In ordering the outspoken and often provocative defendant jailed, the judge brushed aside an apology he had offered in a legal brief filed Tuesday by attorney Benjamin Brafman. Matsumoto similarly dismissed defense arguments during a Wednesday night hearing.
“He says things that are stupid, and I think stupid doesn’t make you violent.” argued Brafman, who urged the judge to “give him another chance.”
However, prosecutors said the incident required U.S. Secret Service agents to assess the threat as part of their protection of Clinton. They argued in a court motion that there was “significant risk” that “one of his many social media followers or others who learn of his offers through the media will take his statements seriously ... and act on them.”
Assistant U.S. Attorney Prosecutor Jacquelyn Kasulis told the judge it was inconceivable that Shkreli did not know the power of his words.
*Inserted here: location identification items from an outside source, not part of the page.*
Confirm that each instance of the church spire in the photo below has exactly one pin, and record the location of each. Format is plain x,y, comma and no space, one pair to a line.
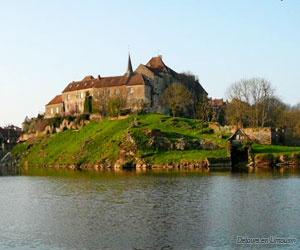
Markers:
129,67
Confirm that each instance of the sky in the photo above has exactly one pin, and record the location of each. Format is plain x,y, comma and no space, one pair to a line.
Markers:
44,45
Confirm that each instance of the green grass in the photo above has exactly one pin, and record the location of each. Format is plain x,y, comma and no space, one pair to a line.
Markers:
187,155
100,142
274,149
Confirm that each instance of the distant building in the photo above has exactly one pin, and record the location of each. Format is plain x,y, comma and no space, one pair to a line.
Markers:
139,88
9,137
218,110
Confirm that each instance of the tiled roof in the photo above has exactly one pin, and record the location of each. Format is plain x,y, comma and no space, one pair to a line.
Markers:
157,63
56,100
6,133
112,81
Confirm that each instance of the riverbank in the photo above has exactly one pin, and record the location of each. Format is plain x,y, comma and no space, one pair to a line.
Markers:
140,141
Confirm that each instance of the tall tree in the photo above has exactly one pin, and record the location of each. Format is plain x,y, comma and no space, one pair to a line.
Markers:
258,94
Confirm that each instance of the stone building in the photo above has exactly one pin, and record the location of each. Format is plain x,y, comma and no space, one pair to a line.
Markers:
54,107
140,88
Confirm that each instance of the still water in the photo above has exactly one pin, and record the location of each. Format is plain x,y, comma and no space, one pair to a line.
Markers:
65,209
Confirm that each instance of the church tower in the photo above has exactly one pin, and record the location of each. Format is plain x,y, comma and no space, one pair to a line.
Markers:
129,67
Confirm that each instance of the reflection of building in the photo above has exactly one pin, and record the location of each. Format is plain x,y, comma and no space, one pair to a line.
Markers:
138,88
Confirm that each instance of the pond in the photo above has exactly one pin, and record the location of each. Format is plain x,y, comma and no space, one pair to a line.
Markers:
170,209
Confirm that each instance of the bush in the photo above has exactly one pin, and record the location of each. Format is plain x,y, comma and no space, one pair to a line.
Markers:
70,118
207,131
125,111
84,117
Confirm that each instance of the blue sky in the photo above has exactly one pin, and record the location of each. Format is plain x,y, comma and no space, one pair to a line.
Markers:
44,45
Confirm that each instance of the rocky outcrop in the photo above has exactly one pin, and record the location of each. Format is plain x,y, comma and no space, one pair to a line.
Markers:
160,141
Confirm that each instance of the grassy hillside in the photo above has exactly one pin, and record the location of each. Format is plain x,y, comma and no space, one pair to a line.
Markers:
100,142
274,149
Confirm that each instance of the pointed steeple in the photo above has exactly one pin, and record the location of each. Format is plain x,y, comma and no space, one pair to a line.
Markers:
129,67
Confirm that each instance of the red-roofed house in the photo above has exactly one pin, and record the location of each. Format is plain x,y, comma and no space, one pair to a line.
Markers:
141,87
54,107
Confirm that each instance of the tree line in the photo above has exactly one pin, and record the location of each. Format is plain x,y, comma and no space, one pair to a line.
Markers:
251,103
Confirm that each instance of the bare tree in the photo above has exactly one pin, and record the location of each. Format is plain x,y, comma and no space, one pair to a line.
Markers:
257,93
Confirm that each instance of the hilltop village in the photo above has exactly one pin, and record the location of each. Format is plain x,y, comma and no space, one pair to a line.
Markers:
141,88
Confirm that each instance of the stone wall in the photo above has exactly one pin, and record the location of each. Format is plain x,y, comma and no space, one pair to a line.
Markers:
74,101
259,135
54,109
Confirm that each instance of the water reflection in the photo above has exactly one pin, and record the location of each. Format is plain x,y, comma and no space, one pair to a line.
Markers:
55,209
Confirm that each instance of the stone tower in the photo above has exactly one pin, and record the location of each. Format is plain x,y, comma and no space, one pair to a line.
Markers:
129,67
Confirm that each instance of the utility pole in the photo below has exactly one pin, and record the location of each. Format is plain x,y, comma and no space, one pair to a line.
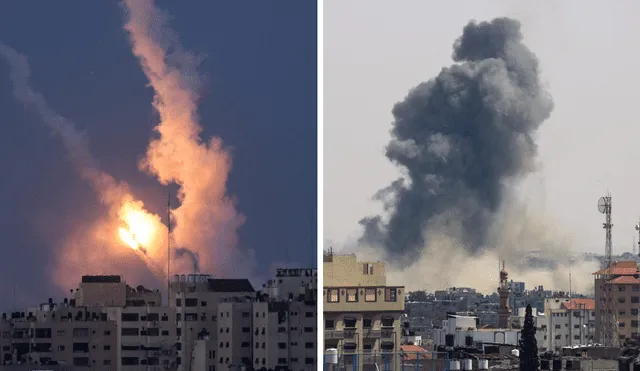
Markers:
570,314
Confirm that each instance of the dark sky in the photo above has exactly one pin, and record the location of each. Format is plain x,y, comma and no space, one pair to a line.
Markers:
261,62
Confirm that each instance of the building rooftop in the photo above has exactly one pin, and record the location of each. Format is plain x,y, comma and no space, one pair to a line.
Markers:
580,303
411,352
625,280
101,279
230,285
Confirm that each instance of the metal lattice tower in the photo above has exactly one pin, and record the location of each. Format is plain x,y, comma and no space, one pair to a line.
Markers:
634,239
604,205
609,322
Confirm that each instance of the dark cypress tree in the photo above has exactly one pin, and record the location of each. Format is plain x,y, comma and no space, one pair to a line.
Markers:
529,360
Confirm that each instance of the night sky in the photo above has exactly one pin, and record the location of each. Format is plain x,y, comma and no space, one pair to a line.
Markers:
260,100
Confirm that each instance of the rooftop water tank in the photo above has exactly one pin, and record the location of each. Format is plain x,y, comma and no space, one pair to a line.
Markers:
331,356
483,364
467,365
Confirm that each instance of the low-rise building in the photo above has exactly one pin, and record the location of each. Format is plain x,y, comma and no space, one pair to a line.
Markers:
362,315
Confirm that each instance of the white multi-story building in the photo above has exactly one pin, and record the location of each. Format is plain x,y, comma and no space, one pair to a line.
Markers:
462,331
210,324
570,322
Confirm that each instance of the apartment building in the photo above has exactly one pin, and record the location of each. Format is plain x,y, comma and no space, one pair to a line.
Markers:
195,299
362,315
210,324
569,322
617,300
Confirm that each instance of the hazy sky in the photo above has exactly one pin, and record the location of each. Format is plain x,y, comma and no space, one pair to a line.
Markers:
261,101
375,51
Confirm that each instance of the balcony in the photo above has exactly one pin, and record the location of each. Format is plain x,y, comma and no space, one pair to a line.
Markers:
364,299
387,334
333,335
371,334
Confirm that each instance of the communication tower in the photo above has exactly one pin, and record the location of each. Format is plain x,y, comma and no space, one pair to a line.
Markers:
637,229
609,321
604,206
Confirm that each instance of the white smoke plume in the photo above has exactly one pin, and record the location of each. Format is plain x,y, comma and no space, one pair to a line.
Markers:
520,230
206,221
93,249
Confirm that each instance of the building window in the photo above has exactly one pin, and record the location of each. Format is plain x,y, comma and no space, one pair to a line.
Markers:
366,322
80,332
352,295
390,294
129,317
129,331
333,295
387,321
349,322
367,268
370,295
329,324
129,361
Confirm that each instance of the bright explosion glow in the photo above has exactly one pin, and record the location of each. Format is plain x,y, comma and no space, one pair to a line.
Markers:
140,227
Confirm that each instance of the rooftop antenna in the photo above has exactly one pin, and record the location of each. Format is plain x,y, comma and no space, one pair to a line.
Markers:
634,239
604,207
610,324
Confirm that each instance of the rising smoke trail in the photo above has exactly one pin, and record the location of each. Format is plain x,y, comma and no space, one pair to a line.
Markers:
100,251
461,137
464,140
206,220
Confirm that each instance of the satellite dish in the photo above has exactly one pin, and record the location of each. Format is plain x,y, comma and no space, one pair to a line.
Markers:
602,205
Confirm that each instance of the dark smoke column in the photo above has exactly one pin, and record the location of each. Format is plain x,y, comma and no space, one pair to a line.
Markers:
459,137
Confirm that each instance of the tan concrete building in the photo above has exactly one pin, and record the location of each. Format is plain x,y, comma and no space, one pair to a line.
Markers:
362,315
209,324
617,300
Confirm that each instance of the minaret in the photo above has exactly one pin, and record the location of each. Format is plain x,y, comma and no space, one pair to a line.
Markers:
503,291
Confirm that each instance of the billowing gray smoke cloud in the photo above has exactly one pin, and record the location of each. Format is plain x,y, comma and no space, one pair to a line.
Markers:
459,138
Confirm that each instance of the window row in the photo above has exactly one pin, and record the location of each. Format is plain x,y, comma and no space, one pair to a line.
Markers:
354,294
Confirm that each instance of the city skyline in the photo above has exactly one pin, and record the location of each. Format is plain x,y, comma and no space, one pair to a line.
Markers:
93,79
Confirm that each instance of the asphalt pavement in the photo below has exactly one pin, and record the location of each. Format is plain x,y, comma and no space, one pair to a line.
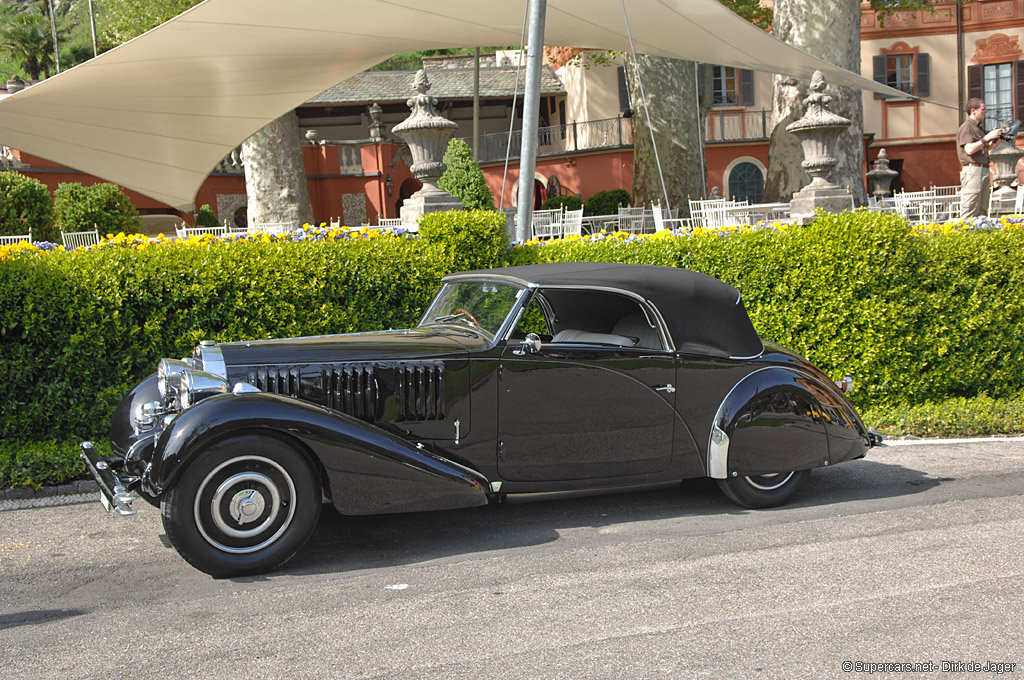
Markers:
907,562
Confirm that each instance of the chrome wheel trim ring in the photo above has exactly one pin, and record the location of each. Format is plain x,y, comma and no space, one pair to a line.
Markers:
221,523
770,481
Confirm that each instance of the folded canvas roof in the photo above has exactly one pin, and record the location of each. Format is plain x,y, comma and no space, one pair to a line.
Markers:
157,114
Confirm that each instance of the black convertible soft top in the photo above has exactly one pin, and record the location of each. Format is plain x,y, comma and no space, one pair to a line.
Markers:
704,314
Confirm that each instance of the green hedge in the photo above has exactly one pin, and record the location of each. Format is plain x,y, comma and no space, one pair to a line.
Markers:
913,319
26,205
79,329
102,206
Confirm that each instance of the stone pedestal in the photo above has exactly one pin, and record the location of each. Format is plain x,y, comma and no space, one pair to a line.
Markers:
1005,157
817,131
427,134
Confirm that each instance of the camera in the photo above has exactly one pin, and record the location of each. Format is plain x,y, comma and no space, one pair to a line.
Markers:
1010,130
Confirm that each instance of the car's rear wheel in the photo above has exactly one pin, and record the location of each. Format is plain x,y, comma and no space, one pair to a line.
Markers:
244,506
763,491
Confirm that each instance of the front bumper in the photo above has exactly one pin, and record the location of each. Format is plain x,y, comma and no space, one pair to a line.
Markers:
113,492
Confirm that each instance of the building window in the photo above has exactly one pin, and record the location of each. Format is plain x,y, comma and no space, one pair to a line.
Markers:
731,87
899,72
1000,86
747,181
908,72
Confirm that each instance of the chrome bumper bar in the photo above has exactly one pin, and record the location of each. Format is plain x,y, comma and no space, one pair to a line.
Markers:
113,493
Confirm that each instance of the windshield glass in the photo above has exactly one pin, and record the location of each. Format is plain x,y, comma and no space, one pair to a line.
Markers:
480,305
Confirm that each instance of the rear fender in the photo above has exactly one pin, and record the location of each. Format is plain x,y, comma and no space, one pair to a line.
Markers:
368,469
778,419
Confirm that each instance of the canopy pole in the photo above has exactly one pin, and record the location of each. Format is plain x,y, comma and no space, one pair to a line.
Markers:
530,115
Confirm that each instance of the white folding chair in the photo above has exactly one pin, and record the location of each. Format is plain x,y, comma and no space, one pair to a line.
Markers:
271,227
185,231
74,240
546,223
11,240
631,220
572,222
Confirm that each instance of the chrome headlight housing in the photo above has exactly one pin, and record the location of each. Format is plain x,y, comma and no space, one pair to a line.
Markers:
197,385
169,377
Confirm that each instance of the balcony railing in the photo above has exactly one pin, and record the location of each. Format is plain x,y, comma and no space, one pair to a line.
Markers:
557,139
738,126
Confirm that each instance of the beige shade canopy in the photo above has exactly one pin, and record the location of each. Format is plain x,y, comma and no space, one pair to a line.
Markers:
157,114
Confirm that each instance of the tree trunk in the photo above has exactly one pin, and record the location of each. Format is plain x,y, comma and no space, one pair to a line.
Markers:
830,30
671,89
275,174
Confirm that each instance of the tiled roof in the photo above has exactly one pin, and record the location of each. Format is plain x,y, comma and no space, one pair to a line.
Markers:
445,84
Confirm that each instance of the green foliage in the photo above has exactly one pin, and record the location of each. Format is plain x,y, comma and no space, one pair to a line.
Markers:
931,327
77,208
566,202
37,464
753,11
912,319
26,38
205,216
78,330
470,240
607,202
25,205
464,179
127,18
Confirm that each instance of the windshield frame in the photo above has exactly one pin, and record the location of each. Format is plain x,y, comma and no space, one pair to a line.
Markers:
430,315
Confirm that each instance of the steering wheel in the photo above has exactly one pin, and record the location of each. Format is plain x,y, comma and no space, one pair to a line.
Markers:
468,315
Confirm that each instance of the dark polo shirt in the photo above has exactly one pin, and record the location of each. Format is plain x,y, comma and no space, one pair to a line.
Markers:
968,132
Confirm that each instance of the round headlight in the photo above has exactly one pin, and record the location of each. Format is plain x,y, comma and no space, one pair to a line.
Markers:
168,376
197,385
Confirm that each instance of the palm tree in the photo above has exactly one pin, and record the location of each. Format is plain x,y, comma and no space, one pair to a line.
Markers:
29,40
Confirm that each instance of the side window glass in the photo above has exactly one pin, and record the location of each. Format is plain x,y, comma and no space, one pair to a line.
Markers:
532,322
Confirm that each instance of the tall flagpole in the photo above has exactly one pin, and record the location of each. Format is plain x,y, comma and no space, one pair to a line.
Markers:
530,115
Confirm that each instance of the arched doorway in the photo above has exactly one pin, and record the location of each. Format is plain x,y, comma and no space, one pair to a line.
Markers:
747,182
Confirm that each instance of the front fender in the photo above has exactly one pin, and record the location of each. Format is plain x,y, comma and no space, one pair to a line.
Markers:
369,469
779,419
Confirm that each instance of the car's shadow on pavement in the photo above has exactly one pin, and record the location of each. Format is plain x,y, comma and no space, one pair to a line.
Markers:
356,543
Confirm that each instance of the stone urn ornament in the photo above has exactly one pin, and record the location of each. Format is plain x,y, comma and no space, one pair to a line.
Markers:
427,134
1005,157
881,176
818,129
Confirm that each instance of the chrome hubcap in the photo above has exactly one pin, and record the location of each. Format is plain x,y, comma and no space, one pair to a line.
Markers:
247,506
249,509
770,481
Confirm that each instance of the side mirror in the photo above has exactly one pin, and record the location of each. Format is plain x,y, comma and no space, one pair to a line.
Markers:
531,344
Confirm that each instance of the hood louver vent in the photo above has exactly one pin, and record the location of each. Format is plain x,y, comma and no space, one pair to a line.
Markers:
352,389
276,381
420,390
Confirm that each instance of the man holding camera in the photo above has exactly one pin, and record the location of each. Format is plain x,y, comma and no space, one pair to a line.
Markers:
972,150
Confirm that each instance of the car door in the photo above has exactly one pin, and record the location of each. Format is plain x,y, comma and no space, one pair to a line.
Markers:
577,411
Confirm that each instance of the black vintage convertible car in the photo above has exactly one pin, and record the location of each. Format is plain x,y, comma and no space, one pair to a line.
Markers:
531,379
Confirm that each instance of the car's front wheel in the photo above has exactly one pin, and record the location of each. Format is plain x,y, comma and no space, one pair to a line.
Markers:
763,491
244,506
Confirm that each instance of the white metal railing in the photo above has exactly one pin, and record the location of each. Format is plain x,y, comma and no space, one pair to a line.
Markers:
554,139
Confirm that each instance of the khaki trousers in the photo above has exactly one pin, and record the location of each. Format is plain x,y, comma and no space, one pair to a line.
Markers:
975,187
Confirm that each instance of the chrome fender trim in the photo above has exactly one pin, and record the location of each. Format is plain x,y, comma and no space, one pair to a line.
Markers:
718,443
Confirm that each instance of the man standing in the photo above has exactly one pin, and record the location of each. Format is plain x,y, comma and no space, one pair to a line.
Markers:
972,150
“He doesn’t get it ... and he absolutely, we believe, knew what he was doing,” she argued.
A year earlier, Shkreli went to the exterior of the Manhattan building where Clinton’s daughter, Chelsea, lives with her family and then heckled Hillary Clinton for two hours, Kasulis said.
The prosecutor also cited a previous incident in which freelance journalist Lauren Duca accused Shkreli of harassment after she wrote an opinion essay that criticized President Trump. Twitter suspended his account after that episode.
Shkreli, dressed in a lavender-colored shirt, appeared emotionless as Matsumoto revoked the $5,000 bail he had previously posted during his trial on unrelated securities fraud and conspiracy charges for allegedly ripping off investors in two hedge funds and taking stock and money from a pharmaceutical company.
The 34-year-old New Yorker and former pharmaceutical company CEO was convicted on three criminal counts in the case last month. But Matsumoto had allowed him to remain free pending sentencing. The judge set a Jan. 16 sentencing date during the Wednesday hearing.
Martin Shkreli was convicted last month on three of eight counts of securities fraud.